Angélique est d’un tempérament très avenant. Cette constance est la clé de sa réussite. L’on voit souvent des gens sévères, ou suffisants, souvent contents d’eux-mêmes et toujours mécontents des autres, qui avancent dans la notoriété et le pouvoir. Angélique est très loin de ceux-là. Toujours souriante, toujours accueillante, dans ses propos et sa posture. Elle écoute, elle n’est jamais en désaccord avec la dernière voix qui parle. Elle est obéissante avec ardeur.

Elle ne dit jamais non en face, et ne porte nulle contradiction. D’ailleurs, elle ne dit que très peu de chose en réunion. Elle sait se montrer positive et d’humeur égale… Des réunions entières s’écoulent sans qu’elle prenne une seule décision, sans même qu’elle donne une opinion.
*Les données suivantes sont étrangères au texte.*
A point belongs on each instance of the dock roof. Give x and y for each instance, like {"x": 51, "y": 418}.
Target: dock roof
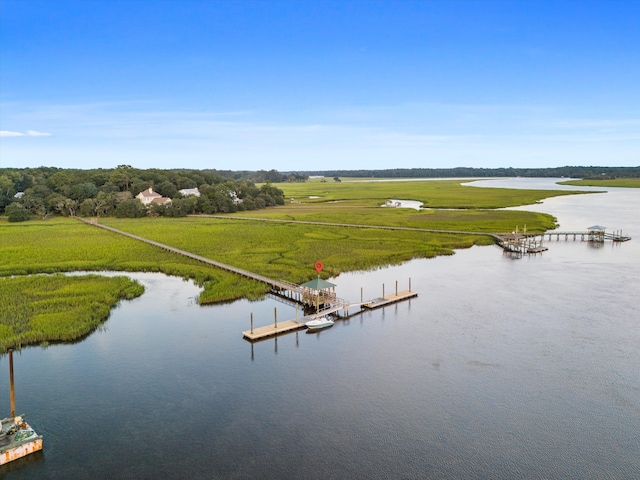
{"x": 318, "y": 284}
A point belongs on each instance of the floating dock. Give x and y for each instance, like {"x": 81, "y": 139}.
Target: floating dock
{"x": 275, "y": 329}
{"x": 388, "y": 299}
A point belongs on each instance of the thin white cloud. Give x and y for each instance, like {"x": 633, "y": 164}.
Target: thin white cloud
{"x": 29, "y": 133}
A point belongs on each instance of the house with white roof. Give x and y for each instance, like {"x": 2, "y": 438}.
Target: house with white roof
{"x": 190, "y": 192}
{"x": 148, "y": 196}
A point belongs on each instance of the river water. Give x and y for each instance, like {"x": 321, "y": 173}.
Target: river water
{"x": 500, "y": 368}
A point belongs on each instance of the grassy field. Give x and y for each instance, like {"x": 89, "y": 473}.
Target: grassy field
{"x": 64, "y": 244}
{"x": 41, "y": 309}
{"x": 282, "y": 251}
{"x": 617, "y": 182}
{"x": 487, "y": 221}
{"x": 433, "y": 194}
{"x": 288, "y": 251}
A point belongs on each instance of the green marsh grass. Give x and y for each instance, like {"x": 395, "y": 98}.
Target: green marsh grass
{"x": 432, "y": 193}
{"x": 50, "y": 308}
{"x": 64, "y": 244}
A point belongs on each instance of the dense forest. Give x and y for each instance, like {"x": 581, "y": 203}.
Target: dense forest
{"x": 43, "y": 191}
{"x": 569, "y": 172}
{"x": 40, "y": 192}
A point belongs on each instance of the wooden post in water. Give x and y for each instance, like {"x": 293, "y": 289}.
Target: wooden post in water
{"x": 11, "y": 388}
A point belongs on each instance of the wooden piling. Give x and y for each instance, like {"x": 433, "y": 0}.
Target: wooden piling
{"x": 11, "y": 388}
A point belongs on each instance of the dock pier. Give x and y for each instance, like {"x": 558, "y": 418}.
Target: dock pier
{"x": 288, "y": 326}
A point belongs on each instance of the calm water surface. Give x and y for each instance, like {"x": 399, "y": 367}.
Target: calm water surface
{"x": 500, "y": 368}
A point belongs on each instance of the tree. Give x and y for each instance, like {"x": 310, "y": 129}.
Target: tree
{"x": 131, "y": 209}
{"x": 121, "y": 176}
{"x": 17, "y": 213}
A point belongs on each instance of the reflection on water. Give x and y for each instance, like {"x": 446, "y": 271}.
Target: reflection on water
{"x": 500, "y": 368}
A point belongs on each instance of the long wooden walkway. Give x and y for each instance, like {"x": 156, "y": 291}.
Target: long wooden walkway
{"x": 260, "y": 278}
{"x": 496, "y": 236}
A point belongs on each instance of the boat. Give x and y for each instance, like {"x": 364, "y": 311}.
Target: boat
{"x": 17, "y": 439}
{"x": 319, "y": 323}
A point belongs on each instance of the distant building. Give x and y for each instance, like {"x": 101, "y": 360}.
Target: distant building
{"x": 190, "y": 192}
{"x": 147, "y": 197}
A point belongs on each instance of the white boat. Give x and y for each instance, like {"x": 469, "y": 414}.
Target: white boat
{"x": 319, "y": 323}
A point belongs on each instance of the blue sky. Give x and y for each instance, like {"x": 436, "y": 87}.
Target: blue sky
{"x": 306, "y": 85}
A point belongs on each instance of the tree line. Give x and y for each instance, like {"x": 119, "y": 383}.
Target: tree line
{"x": 40, "y": 192}
{"x": 460, "y": 172}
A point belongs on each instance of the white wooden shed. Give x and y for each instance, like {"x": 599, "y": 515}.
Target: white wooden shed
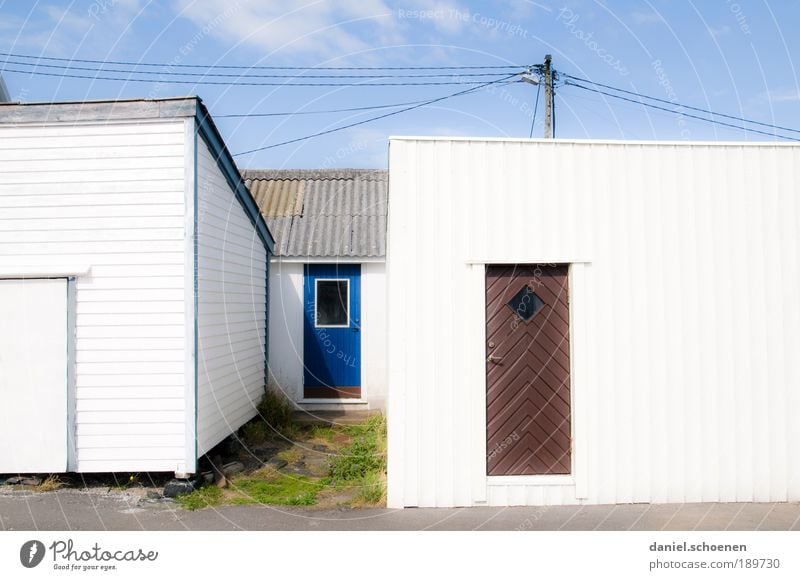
{"x": 586, "y": 322}
{"x": 327, "y": 323}
{"x": 133, "y": 287}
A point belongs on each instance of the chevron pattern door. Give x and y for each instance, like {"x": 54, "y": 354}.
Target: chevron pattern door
{"x": 527, "y": 370}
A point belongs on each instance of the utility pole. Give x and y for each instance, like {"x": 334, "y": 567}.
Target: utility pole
{"x": 547, "y": 72}
{"x": 545, "y": 75}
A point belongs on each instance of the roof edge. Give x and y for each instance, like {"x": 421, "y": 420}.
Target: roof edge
{"x": 618, "y": 142}
{"x": 211, "y": 135}
{"x": 101, "y": 110}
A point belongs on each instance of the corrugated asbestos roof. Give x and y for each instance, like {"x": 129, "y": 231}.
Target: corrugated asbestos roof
{"x": 336, "y": 213}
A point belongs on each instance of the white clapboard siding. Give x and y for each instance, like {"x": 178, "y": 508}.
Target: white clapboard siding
{"x": 231, "y": 308}
{"x": 685, "y": 319}
{"x": 110, "y": 196}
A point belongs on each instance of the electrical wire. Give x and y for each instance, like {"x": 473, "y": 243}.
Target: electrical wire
{"x": 371, "y": 119}
{"x": 242, "y": 84}
{"x": 258, "y": 67}
{"x": 320, "y": 112}
{"x": 248, "y": 76}
{"x": 674, "y": 104}
{"x": 722, "y": 123}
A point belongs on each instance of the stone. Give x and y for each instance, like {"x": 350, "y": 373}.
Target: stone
{"x": 178, "y": 487}
{"x": 232, "y": 468}
{"x": 299, "y": 468}
{"x": 277, "y": 463}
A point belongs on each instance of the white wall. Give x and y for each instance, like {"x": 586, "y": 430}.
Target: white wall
{"x": 373, "y": 334}
{"x": 231, "y": 303}
{"x": 286, "y": 332}
{"x": 286, "y": 328}
{"x": 110, "y": 196}
{"x": 685, "y": 321}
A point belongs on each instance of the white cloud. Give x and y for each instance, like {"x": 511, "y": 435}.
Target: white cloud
{"x": 646, "y": 17}
{"x": 319, "y": 28}
{"x": 717, "y": 31}
{"x": 781, "y": 96}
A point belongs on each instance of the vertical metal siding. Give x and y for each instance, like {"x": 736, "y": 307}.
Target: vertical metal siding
{"x": 686, "y": 276}
{"x": 111, "y": 196}
{"x": 231, "y": 301}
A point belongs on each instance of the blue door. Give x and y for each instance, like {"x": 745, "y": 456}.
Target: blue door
{"x": 332, "y": 331}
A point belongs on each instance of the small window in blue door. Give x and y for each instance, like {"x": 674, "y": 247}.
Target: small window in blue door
{"x": 332, "y": 303}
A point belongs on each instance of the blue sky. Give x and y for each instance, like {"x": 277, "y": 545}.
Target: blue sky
{"x": 732, "y": 57}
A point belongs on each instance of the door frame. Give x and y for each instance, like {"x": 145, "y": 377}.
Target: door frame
{"x": 352, "y": 395}
{"x": 517, "y": 276}
{"x": 70, "y": 424}
{"x": 579, "y": 280}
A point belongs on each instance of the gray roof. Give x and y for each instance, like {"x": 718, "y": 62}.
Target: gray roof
{"x": 319, "y": 213}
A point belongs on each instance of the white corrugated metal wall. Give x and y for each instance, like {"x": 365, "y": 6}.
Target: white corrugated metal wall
{"x": 231, "y": 308}
{"x": 109, "y": 196}
{"x": 684, "y": 280}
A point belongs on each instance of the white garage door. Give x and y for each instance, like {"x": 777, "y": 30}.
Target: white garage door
{"x": 33, "y": 376}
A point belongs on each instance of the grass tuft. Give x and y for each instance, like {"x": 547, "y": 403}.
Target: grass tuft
{"x": 51, "y": 483}
{"x": 277, "y": 489}
{"x": 206, "y": 496}
{"x": 365, "y": 455}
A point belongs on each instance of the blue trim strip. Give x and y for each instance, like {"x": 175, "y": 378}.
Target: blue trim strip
{"x": 195, "y": 261}
{"x": 208, "y": 131}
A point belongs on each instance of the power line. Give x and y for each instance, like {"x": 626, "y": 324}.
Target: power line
{"x": 371, "y": 119}
{"x": 294, "y": 113}
{"x": 249, "y": 76}
{"x": 735, "y": 118}
{"x": 259, "y": 67}
{"x": 242, "y": 84}
{"x": 573, "y": 84}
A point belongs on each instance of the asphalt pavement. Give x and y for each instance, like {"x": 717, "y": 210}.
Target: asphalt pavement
{"x": 71, "y": 509}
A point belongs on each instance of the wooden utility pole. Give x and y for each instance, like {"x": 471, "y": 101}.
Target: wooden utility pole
{"x": 547, "y": 72}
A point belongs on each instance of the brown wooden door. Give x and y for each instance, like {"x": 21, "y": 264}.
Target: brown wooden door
{"x": 527, "y": 370}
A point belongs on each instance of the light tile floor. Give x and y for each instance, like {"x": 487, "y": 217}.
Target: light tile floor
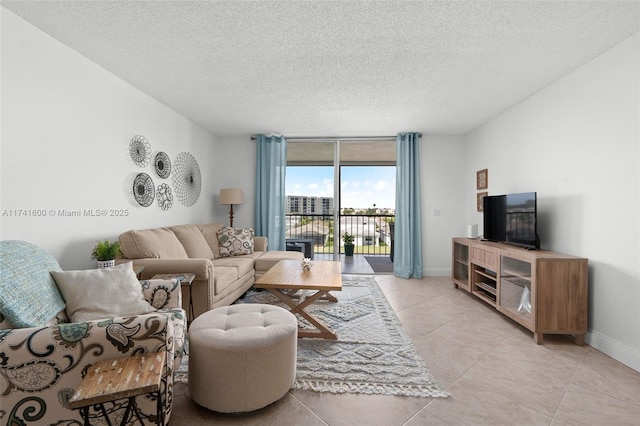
{"x": 494, "y": 371}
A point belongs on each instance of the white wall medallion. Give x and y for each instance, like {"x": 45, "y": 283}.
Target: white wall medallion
{"x": 140, "y": 151}
{"x": 144, "y": 189}
{"x": 162, "y": 165}
{"x": 164, "y": 196}
{"x": 187, "y": 181}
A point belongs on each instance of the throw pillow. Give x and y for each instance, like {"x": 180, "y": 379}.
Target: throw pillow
{"x": 102, "y": 293}
{"x": 235, "y": 241}
{"x": 28, "y": 295}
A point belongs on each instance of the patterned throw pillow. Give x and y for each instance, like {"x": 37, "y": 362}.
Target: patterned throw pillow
{"x": 234, "y": 242}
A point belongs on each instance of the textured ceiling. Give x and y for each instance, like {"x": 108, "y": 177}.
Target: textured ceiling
{"x": 337, "y": 68}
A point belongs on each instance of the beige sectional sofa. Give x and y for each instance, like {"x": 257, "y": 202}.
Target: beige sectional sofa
{"x": 195, "y": 248}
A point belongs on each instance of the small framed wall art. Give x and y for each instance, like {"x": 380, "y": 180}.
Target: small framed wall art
{"x": 480, "y": 200}
{"x": 482, "y": 179}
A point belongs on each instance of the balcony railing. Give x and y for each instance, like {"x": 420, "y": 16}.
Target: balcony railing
{"x": 372, "y": 233}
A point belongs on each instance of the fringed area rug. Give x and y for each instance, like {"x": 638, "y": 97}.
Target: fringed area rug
{"x": 373, "y": 353}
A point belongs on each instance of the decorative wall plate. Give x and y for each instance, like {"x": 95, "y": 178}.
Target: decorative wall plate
{"x": 140, "y": 150}
{"x": 162, "y": 165}
{"x": 144, "y": 189}
{"x": 164, "y": 196}
{"x": 187, "y": 180}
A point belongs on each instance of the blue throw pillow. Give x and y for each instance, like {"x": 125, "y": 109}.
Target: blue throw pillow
{"x": 29, "y": 296}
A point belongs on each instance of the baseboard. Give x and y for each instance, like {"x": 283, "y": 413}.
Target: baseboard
{"x": 616, "y": 350}
{"x": 436, "y": 272}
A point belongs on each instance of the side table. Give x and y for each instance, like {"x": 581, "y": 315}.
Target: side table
{"x": 138, "y": 270}
{"x": 120, "y": 378}
{"x": 186, "y": 279}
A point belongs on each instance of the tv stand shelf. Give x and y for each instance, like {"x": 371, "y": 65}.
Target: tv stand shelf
{"x": 543, "y": 291}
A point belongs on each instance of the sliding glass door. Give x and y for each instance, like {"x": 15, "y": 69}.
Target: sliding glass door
{"x": 338, "y": 186}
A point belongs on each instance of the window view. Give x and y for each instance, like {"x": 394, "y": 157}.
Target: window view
{"x": 367, "y": 206}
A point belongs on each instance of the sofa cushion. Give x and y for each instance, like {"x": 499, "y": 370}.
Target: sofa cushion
{"x": 193, "y": 241}
{"x": 210, "y": 233}
{"x": 102, "y": 293}
{"x": 159, "y": 243}
{"x": 244, "y": 264}
{"x": 235, "y": 241}
{"x": 28, "y": 295}
{"x": 223, "y": 277}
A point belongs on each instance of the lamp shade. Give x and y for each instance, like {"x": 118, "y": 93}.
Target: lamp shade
{"x": 231, "y": 196}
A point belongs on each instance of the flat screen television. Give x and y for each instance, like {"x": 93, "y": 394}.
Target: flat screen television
{"x": 512, "y": 219}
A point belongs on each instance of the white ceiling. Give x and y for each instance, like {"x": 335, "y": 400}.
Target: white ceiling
{"x": 340, "y": 68}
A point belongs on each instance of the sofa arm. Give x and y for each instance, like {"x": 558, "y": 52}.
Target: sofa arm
{"x": 40, "y": 368}
{"x": 260, "y": 243}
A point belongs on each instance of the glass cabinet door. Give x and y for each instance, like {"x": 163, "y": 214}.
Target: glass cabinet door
{"x": 516, "y": 295}
{"x": 461, "y": 265}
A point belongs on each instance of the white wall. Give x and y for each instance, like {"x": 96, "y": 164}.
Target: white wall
{"x": 443, "y": 183}
{"x": 66, "y": 126}
{"x": 235, "y": 165}
{"x": 576, "y": 143}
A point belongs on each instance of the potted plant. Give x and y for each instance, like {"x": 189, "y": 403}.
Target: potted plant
{"x": 347, "y": 238}
{"x": 105, "y": 252}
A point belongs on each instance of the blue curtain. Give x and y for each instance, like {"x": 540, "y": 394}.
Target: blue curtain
{"x": 271, "y": 166}
{"x": 407, "y": 259}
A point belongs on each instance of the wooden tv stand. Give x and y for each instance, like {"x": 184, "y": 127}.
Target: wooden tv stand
{"x": 545, "y": 292}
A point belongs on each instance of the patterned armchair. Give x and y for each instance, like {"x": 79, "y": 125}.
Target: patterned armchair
{"x": 41, "y": 365}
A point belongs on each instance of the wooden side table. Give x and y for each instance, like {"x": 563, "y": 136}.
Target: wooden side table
{"x": 186, "y": 279}
{"x": 120, "y": 378}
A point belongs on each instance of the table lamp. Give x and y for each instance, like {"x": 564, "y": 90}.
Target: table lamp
{"x": 231, "y": 196}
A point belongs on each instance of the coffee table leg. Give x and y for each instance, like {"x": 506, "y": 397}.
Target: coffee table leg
{"x": 322, "y": 330}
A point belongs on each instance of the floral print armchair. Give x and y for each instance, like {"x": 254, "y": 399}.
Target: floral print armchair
{"x": 42, "y": 366}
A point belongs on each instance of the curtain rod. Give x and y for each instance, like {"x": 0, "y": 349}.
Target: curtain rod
{"x": 343, "y": 138}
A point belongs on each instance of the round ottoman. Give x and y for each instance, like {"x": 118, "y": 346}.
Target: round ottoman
{"x": 242, "y": 357}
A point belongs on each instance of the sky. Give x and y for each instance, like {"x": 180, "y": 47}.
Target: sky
{"x": 362, "y": 186}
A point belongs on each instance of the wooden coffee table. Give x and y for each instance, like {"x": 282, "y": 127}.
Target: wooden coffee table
{"x": 291, "y": 284}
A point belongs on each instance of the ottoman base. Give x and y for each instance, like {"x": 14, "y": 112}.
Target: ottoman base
{"x": 242, "y": 357}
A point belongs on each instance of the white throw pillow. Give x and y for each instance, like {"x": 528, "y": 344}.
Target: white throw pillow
{"x": 102, "y": 293}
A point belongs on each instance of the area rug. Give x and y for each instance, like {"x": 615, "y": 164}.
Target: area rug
{"x": 373, "y": 353}
{"x": 380, "y": 263}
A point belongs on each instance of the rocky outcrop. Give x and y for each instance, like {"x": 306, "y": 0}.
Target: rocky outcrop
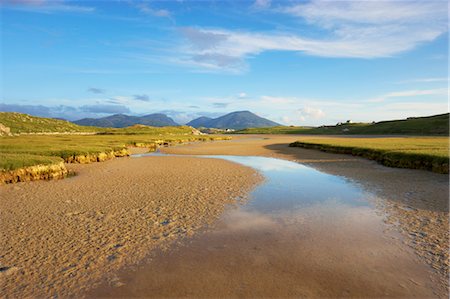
{"x": 99, "y": 157}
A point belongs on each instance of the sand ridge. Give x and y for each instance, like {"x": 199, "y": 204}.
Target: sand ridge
{"x": 59, "y": 238}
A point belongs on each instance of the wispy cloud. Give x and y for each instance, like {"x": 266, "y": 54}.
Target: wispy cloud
{"x": 410, "y": 93}
{"x": 95, "y": 90}
{"x": 141, "y": 97}
{"x": 355, "y": 29}
{"x": 425, "y": 80}
{"x": 261, "y": 4}
{"x": 106, "y": 109}
{"x": 220, "y": 105}
{"x": 47, "y": 6}
{"x": 145, "y": 8}
{"x": 310, "y": 112}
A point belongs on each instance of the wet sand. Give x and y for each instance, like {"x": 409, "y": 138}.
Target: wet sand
{"x": 413, "y": 203}
{"x": 60, "y": 238}
{"x": 228, "y": 258}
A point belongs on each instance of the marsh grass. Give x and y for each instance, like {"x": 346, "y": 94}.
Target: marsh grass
{"x": 436, "y": 125}
{"x": 28, "y": 150}
{"x": 430, "y": 153}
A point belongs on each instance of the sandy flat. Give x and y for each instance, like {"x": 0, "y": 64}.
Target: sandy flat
{"x": 416, "y": 202}
{"x": 63, "y": 237}
{"x": 58, "y": 238}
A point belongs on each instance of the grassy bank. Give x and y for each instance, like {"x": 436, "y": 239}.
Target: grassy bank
{"x": 429, "y": 153}
{"x": 436, "y": 125}
{"x": 35, "y": 156}
{"x": 29, "y": 150}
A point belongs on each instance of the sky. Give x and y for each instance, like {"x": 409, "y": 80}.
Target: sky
{"x": 295, "y": 62}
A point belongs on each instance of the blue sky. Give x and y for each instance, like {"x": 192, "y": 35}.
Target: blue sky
{"x": 295, "y": 62}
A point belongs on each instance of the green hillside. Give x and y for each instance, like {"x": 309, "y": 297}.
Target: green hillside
{"x": 431, "y": 125}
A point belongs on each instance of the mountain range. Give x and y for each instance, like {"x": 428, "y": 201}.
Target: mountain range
{"x": 234, "y": 120}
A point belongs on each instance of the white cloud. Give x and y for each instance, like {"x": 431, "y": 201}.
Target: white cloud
{"x": 262, "y": 4}
{"x": 311, "y": 112}
{"x": 47, "y": 6}
{"x": 426, "y": 80}
{"x": 146, "y": 9}
{"x": 357, "y": 29}
{"x": 410, "y": 93}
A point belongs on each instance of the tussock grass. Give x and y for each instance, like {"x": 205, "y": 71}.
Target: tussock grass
{"x": 436, "y": 125}
{"x": 28, "y": 150}
{"x": 429, "y": 153}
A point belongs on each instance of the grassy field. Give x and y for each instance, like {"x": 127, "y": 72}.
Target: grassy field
{"x": 430, "y": 153}
{"x": 45, "y": 141}
{"x": 29, "y": 150}
{"x": 436, "y": 125}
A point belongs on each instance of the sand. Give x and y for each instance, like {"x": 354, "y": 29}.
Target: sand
{"x": 60, "y": 238}
{"x": 415, "y": 202}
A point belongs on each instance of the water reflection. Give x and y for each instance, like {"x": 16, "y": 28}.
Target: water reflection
{"x": 302, "y": 233}
{"x": 290, "y": 185}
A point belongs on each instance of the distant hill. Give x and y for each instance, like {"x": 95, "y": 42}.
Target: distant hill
{"x": 24, "y": 123}
{"x": 429, "y": 125}
{"x": 200, "y": 122}
{"x": 122, "y": 120}
{"x": 235, "y": 120}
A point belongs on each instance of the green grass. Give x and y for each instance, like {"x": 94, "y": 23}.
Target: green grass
{"x": 10, "y": 161}
{"x": 37, "y": 140}
{"x": 27, "y": 150}
{"x": 24, "y": 123}
{"x": 436, "y": 125}
{"x": 430, "y": 153}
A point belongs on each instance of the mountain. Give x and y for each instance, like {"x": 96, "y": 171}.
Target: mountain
{"x": 234, "y": 120}
{"x": 202, "y": 121}
{"x": 122, "y": 120}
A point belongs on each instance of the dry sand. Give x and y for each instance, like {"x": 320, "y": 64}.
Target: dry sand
{"x": 59, "y": 238}
{"x": 62, "y": 237}
{"x": 415, "y": 202}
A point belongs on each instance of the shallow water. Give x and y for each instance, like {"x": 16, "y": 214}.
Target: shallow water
{"x": 301, "y": 233}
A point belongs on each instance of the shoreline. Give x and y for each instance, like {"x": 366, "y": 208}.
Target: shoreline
{"x": 414, "y": 201}
{"x": 62, "y": 237}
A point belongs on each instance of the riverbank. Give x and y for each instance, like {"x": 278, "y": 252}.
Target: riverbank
{"x": 59, "y": 238}
{"x": 415, "y": 202}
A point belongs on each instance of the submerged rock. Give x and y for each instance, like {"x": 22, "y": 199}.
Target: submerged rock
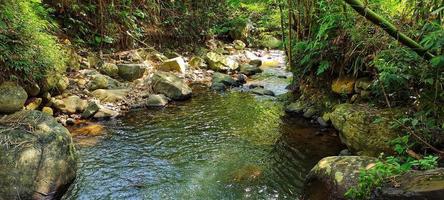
{"x": 157, "y": 100}
{"x": 175, "y": 64}
{"x": 333, "y": 176}
{"x": 12, "y": 97}
{"x": 170, "y": 85}
{"x": 416, "y": 185}
{"x": 38, "y": 159}
{"x": 365, "y": 130}
{"x": 131, "y": 72}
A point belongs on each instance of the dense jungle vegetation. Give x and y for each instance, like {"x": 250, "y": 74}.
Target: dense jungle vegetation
{"x": 397, "y": 43}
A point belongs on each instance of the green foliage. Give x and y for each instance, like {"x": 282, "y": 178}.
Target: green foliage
{"x": 389, "y": 167}
{"x": 27, "y": 48}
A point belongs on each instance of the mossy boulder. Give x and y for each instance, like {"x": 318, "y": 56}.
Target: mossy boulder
{"x": 415, "y": 185}
{"x": 131, "y": 72}
{"x": 333, "y": 176}
{"x": 365, "y": 130}
{"x": 170, "y": 85}
{"x": 38, "y": 159}
{"x": 12, "y": 97}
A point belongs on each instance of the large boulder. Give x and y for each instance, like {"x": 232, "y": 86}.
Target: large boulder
{"x": 12, "y": 97}
{"x": 416, "y": 185}
{"x": 176, "y": 64}
{"x": 333, "y": 176}
{"x": 365, "y": 130}
{"x": 131, "y": 72}
{"x": 170, "y": 85}
{"x": 71, "y": 104}
{"x": 38, "y": 159}
{"x": 110, "y": 96}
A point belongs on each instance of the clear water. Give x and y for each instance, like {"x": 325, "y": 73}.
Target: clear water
{"x": 215, "y": 146}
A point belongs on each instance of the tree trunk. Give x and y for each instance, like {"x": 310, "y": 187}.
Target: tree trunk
{"x": 389, "y": 28}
Voici qu’on veut savoir quelle est sa position ?  « Mais quelle est la vôtre, avant toute chose » se hâte-t-elle d’anticiper. Elle ajoute un petit rire, délicieusement féminin. Et plus rien ne lui sera demandé de la journée. Si elle sent que les opinions risquent d’être contraires, qu’il peut y avoir de l’opposition dans l’air qui vient, elle ne dira rien. A quelqu’un qu’elle congédie, qui lui dira « c’est injuste », elle répondra : « c’est vrai ». A une autre à qui elle annonce la suppression immédiate de son poste, et qui ne sait contenir sa fureur, elle abondera d’un « ce n’est pas de ta faute, mais c’est nécessaire ». D’un syndicat qui se plaint du sort de ses collaborateurs, elle dira aussi : « vous avez raison » ; au mieux, elle ajoutera « mais je ne peux le dire à haute voix, vous comprenez, je compte sur vous… »  Des décideurs résolus lui demandent de liquider tout un service, ses employés, ses biens et installations, elle répond « bien sûr » et ce sera vite fait. Aux salariés renvoyés qui se plaignent de leur sort, avec animosité, que dira-t-elle donc d’un sort si grave ? « Il est vrai, c’est très dur, je vous comprends ». A celui dont, sur l’arrêt de cette même direction, elle prend le poste ? « Merci pour tout, vous êtes formidable ». On lui reproche la féroce froideur qu’elle cache mal sous son éternel sourire ? « Je suis plutôt d’accord mais n’est-on pas tel qu’on est ? ». Son humeur positive et sa constance, comme cette forme d’impassibilité heureuse lui ont permis de progresser dans les rangs et d’occuper une place si convoitée. Elle est tout en haut de l’escalier.

Un sourire permet en société d’éviter bien des mots, comme une humeur joyeuse. Il peut aussi élever bien des gens vers les sommets. Mais faites attention, Angélique. Ce n’est qu’un souffle, qui monte et s’affaiblit, trop éphémère pour vous maintenir sans pesanteur dans les airs.